Step 1: Understanding the Question:
The question addresses the clinical management of HIV and Tuberculosis (TB) co-infection.
The timing of initiating Anti-Retroviral Therapy (ART) and Anti-Tubercular Treatment (ATT) is crucial to balance the risk of mortality and the risk of Immune Reconstitution Inflammatory Syndrome (IRIS).
Step 2: Detailed Explanation:
Prioritizing TB Treatment: In any co-infection scenario, ATT must be started as soon as possible because TB is a major cause of death in HIV patients.
Guidelines for Initiation:
General Rule: Start ATT first. Then, once the patient is tolerating the TB drugs, initiate ART.
Timing based on CD4 count:
For patients with CD4 counts less than 50 $cells/mm^3$, ART should be started within 2 weeks of ATT.

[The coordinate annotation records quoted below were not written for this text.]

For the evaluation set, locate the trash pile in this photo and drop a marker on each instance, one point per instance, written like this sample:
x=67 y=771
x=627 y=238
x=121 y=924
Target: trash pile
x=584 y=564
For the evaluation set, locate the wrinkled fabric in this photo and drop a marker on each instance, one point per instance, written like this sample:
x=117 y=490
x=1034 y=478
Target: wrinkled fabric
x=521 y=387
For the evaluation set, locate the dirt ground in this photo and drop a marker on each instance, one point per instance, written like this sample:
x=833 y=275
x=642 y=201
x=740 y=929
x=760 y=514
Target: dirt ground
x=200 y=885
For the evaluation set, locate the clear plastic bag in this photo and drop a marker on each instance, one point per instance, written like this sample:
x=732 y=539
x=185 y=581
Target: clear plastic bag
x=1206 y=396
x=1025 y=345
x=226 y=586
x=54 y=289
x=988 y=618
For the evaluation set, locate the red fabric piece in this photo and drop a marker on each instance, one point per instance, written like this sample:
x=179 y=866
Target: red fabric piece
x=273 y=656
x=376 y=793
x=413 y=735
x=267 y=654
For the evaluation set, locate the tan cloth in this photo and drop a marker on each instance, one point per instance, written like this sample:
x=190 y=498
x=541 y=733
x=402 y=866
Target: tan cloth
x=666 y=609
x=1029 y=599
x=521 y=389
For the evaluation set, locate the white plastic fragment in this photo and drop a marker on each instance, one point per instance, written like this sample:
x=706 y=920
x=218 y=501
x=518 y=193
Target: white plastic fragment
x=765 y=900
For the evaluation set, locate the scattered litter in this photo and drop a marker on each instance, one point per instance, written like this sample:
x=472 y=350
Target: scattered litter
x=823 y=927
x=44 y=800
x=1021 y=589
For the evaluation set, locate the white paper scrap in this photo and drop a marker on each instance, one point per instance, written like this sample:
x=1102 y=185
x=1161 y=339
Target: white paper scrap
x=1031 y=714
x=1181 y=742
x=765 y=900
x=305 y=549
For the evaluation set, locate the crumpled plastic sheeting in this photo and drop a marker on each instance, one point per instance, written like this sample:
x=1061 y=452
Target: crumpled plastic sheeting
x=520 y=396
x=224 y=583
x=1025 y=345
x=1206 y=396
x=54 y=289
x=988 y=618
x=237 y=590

For patients with CD4 counts above 50 $cells/mm^3$ (as in this case, 250 $cells/mm^3$), the standard recommendation is to start ART between 2 weeks to 8 weeks after starting ATT.
Rational for Delay: A short delay (2 weeks) helps in distinguishing between the side effects of ATT and ART and reduces the severity of IRIS, which is a paradoxical worsening of TB symptoms as the immune system recovers.
Exception: If the patient has TB meningitis, ART is usually delayed longer (6-8 weeks) due to the risk of life-threatening intracranial IRIS.
Step 3: Final Answer:
The standard approach for an HIV-TB co-infected patient with a CD4 count of 250 is to start ATT first, followed by ART after a 2-week interval.